Sect asked for power to prevent child visits

Sydney Morning Herald/December 27, 2006
By Michael Bachelard

The Greens senator Bob Brown will move for a Senate inquiry into the activities of the Exclusive Brethren religious sect next year after revelations of its long attempts to influence the Government on family law.

The Herald can also reveal that the Brethren met the Attorney-General, Philip Ruddock, early last year and asked him to amend the Family Law Act to "ensure that a child is not subject to a radical lifestyle change without compelling reason".

If the request was granted no child brought up in a Brethren family would be able to have access visits with a parent who had left the strictly separatist sect.

Documents obtained by Fairfax also reveal that the Brethren representatives wanted Mr Ruddock, as part of the 2005 Family Law Act amendments, to beef up "parenting plans" to make them legally enforceable. Such plans are designed mainly to help separating parents sort out access arrangements, but the Brethren wanted to use them to prohibit parents who had left the sect from getting access to their children.

In a letter to Mr Ruddock on May 5 last year the sect described the concept of parenting plans as a "crucial issue".

"Why shouldn't the fact that a parenting plan has been adopted by the parties (even before any discord has arisen) be a factor that the court is expressly directed to take into account in determining issues?" sect representatives wrote to Mr Ruddock.

"Or could there be some presumption arising out of the fact that a parenting plan has been entered into?"

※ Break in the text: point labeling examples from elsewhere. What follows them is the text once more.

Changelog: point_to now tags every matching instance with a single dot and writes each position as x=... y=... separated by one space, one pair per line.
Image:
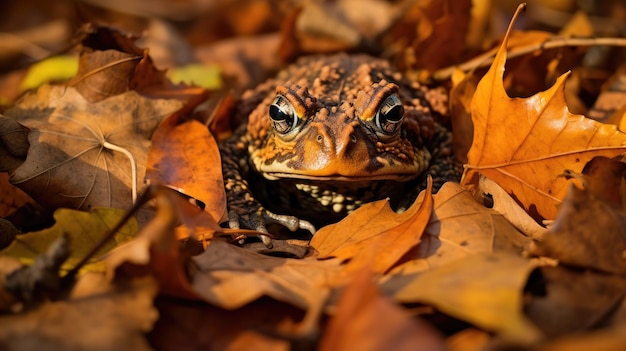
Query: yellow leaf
x=56 y=68
x=206 y=76
x=484 y=289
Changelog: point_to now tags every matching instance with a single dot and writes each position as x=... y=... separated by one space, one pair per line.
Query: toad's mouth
x=341 y=178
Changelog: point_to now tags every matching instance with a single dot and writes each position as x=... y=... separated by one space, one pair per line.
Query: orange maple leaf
x=524 y=144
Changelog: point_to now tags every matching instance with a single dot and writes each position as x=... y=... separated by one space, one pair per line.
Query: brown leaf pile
x=474 y=266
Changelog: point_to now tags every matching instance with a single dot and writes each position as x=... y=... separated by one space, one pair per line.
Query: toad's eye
x=389 y=115
x=283 y=115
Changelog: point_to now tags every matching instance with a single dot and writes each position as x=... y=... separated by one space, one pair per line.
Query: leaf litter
x=457 y=256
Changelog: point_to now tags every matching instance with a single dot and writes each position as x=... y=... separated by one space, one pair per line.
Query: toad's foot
x=257 y=221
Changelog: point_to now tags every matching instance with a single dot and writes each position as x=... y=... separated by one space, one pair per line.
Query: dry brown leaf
x=200 y=326
x=13 y=144
x=604 y=177
x=460 y=227
x=430 y=34
x=374 y=235
x=463 y=88
x=356 y=323
x=588 y=233
x=607 y=339
x=231 y=277
x=156 y=248
x=186 y=157
x=86 y=155
x=485 y=290
x=97 y=316
x=557 y=309
x=110 y=64
x=523 y=144
x=490 y=191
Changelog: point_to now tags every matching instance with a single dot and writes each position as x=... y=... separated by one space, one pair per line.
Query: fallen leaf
x=460 y=227
x=429 y=34
x=110 y=64
x=523 y=144
x=97 y=316
x=374 y=235
x=84 y=229
x=556 y=308
x=13 y=143
x=484 y=289
x=356 y=322
x=54 y=69
x=187 y=158
x=488 y=190
x=156 y=249
x=231 y=277
x=605 y=179
x=85 y=155
x=461 y=93
x=588 y=233
x=607 y=339
x=185 y=325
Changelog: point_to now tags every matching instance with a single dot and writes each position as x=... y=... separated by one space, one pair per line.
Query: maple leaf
x=460 y=227
x=186 y=157
x=524 y=144
x=84 y=231
x=96 y=316
x=85 y=155
x=374 y=235
x=231 y=277
x=356 y=323
x=483 y=289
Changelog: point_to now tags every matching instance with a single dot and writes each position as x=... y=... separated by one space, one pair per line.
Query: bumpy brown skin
x=336 y=157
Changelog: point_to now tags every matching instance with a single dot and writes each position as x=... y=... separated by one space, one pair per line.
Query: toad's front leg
x=244 y=211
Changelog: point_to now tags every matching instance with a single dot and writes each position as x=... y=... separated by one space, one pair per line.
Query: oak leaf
x=557 y=309
x=231 y=277
x=588 y=232
x=186 y=157
x=356 y=323
x=523 y=144
x=85 y=155
x=84 y=229
x=374 y=235
x=96 y=316
x=484 y=289
x=460 y=227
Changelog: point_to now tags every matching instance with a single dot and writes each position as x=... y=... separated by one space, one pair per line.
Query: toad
x=327 y=135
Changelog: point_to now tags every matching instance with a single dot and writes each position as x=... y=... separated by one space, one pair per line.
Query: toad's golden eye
x=283 y=115
x=389 y=115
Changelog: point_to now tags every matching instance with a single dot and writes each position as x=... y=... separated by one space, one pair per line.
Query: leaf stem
x=133 y=165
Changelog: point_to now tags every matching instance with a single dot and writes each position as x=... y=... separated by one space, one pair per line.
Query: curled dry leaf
x=523 y=144
x=13 y=144
x=111 y=64
x=356 y=323
x=588 y=233
x=557 y=309
x=604 y=177
x=485 y=290
x=460 y=227
x=186 y=157
x=156 y=248
x=430 y=34
x=85 y=155
x=231 y=277
x=83 y=229
x=374 y=235
x=97 y=316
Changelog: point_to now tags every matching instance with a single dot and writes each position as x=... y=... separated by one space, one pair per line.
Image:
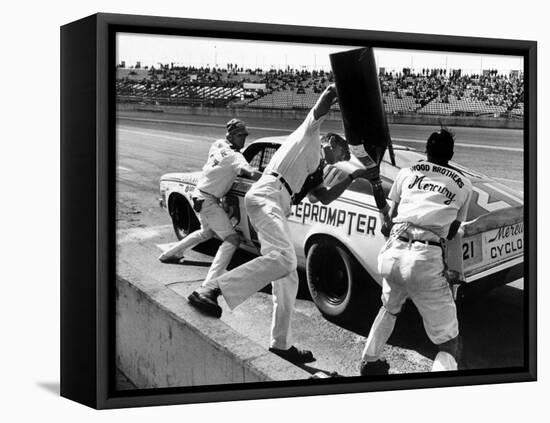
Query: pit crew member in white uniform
x=224 y=164
x=430 y=200
x=268 y=204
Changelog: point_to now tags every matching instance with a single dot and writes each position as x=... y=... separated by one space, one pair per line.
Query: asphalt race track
x=151 y=144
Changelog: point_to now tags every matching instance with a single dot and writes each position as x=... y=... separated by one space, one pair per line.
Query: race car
x=338 y=244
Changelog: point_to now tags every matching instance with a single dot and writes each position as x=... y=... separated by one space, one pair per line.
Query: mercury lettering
x=419 y=181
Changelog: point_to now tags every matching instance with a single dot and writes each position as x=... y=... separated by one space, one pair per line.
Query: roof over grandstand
x=153 y=50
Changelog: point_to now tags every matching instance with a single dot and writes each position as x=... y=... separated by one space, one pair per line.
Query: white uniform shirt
x=431 y=196
x=221 y=169
x=300 y=154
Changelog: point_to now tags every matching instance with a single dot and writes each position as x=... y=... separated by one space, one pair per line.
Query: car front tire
x=183 y=217
x=335 y=280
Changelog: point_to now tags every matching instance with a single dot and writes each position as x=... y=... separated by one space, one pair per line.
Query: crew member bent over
x=430 y=200
x=224 y=164
x=268 y=204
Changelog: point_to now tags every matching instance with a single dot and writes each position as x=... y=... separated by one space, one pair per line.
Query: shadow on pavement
x=51 y=387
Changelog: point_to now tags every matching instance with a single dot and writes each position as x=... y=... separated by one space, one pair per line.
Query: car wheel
x=183 y=217
x=335 y=280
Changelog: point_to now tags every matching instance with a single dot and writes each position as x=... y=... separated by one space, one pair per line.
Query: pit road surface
x=149 y=145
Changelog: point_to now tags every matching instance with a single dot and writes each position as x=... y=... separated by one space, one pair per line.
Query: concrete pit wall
x=161 y=341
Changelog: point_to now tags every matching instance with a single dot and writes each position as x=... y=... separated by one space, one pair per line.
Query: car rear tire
x=336 y=281
x=183 y=217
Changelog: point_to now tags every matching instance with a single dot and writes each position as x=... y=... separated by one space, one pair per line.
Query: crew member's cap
x=441 y=144
x=235 y=127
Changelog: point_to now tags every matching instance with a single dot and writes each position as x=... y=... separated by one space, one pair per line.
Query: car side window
x=256 y=160
x=268 y=154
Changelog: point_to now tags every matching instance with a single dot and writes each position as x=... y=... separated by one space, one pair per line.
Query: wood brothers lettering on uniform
x=429 y=167
x=358 y=222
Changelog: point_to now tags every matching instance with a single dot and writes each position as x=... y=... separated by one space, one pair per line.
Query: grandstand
x=432 y=92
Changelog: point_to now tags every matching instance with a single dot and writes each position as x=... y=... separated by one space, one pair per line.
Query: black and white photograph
x=297 y=211
x=275 y=211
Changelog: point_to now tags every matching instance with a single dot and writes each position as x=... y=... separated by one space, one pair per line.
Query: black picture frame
x=88 y=195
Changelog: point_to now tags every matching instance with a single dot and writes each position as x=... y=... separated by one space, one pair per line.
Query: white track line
x=163 y=134
x=488 y=147
x=261 y=128
x=507 y=180
x=207 y=124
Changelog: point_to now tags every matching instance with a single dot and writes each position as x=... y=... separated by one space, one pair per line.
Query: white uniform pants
x=214 y=221
x=412 y=270
x=267 y=204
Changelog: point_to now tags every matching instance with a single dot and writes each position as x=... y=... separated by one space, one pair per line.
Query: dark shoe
x=372 y=368
x=172 y=260
x=294 y=355
x=206 y=300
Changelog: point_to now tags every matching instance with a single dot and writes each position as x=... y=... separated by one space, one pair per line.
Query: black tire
x=183 y=217
x=335 y=280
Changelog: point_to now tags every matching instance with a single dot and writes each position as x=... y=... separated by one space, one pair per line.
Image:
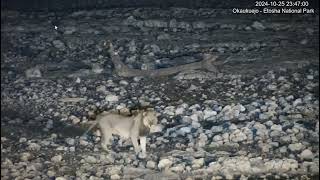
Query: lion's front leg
x=135 y=144
x=143 y=144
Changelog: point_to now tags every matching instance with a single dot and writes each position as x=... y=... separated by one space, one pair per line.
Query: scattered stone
x=258 y=25
x=306 y=155
x=56 y=159
x=164 y=164
x=33 y=73
x=297 y=147
x=151 y=164
x=26 y=156
x=112 y=98
x=197 y=163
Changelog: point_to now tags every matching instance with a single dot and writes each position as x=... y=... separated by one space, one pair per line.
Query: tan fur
x=135 y=126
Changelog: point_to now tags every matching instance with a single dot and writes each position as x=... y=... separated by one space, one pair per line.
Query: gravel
x=250 y=120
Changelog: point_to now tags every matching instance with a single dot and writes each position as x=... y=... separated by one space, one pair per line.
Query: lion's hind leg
x=106 y=140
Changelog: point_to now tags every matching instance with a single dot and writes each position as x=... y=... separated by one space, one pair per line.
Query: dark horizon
x=73 y=5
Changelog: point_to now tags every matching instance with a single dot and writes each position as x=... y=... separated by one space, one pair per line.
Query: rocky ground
x=258 y=117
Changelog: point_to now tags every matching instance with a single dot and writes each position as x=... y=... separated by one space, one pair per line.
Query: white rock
x=56 y=159
x=195 y=124
x=238 y=136
x=296 y=147
x=184 y=130
x=170 y=110
x=156 y=128
x=78 y=80
x=74 y=119
x=209 y=113
x=197 y=163
x=306 y=155
x=70 y=141
x=202 y=140
x=276 y=127
x=101 y=88
x=91 y=159
x=179 y=111
x=258 y=25
x=297 y=102
x=112 y=98
x=164 y=163
x=151 y=164
x=194 y=117
x=34 y=147
x=178 y=168
x=216 y=129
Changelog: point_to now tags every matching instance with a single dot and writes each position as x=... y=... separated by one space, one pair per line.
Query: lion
x=135 y=125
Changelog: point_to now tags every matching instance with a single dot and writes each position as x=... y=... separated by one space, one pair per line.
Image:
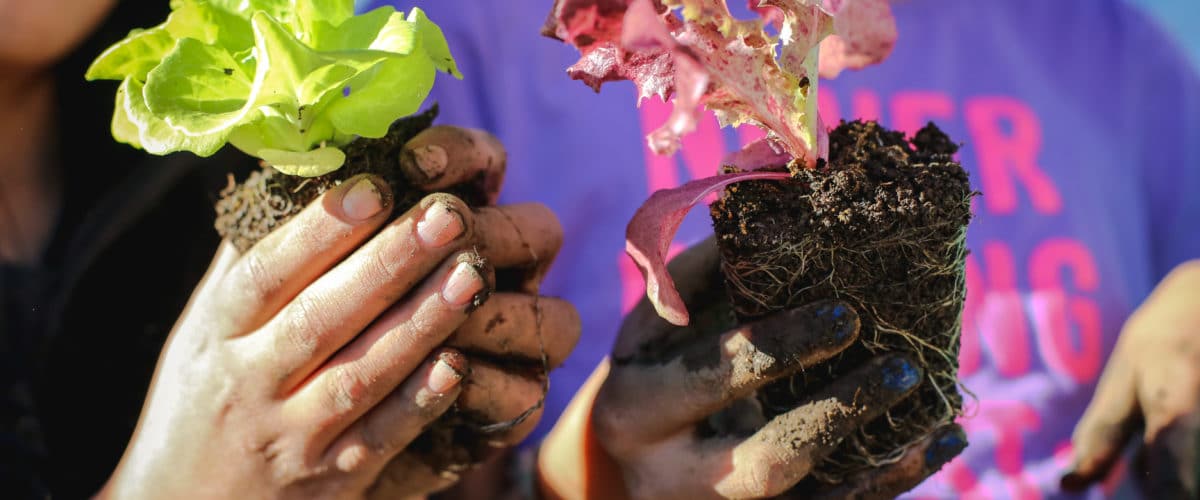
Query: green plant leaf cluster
x=289 y=82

Such a provision would mean the Brethren could force newly married adherents to sign statements promising to bring children up within the strict rules of the sect, and then have those statements enforced by the court if the marriage broke down. Family law practitioners Fairfax has spoken to have ridiculed the idea.

Mr Ruddock's response to the Brethren was that the Government's changes would "emphasise the rights of the child and the right of the child to know both their parents".

The Herald revealed yesterday that the thrust of all Brethren lobbying in family law is to keep lapsed members away from their children, and keep children within the sect.

The group has been more successful in its lobbying in other areas. In industrial relations law it has been granted "conscience" clauses to prohibit unions from entering its businesses.

Senator Brown moved unsuccessfully earlier this year for a Senate inquiry into the sect, and he said yesterday he would put a similar motion next year.

"I want an inquiry into the impact and effort to undermine Australia's family law, and to override the interests of children for self-interest, which is the exclusion of Australian society from what they do."

He said Mr Ruddock should reveal all details of his and his predecessor Daryl Williams's dealings with the sect because "their success with IR laws shows they're used to getting a result out of the lobbying". Senator Brown has asked questions of 20 federal ministers about details of their meetings with the Brethren, but none has responded.

"This leverage on the Government and the Attorney-General is obviously very strong," Senator Brown said.

The documents obtained by Fairfax showed "a plan by the sect to gain precedence over all other Australian families".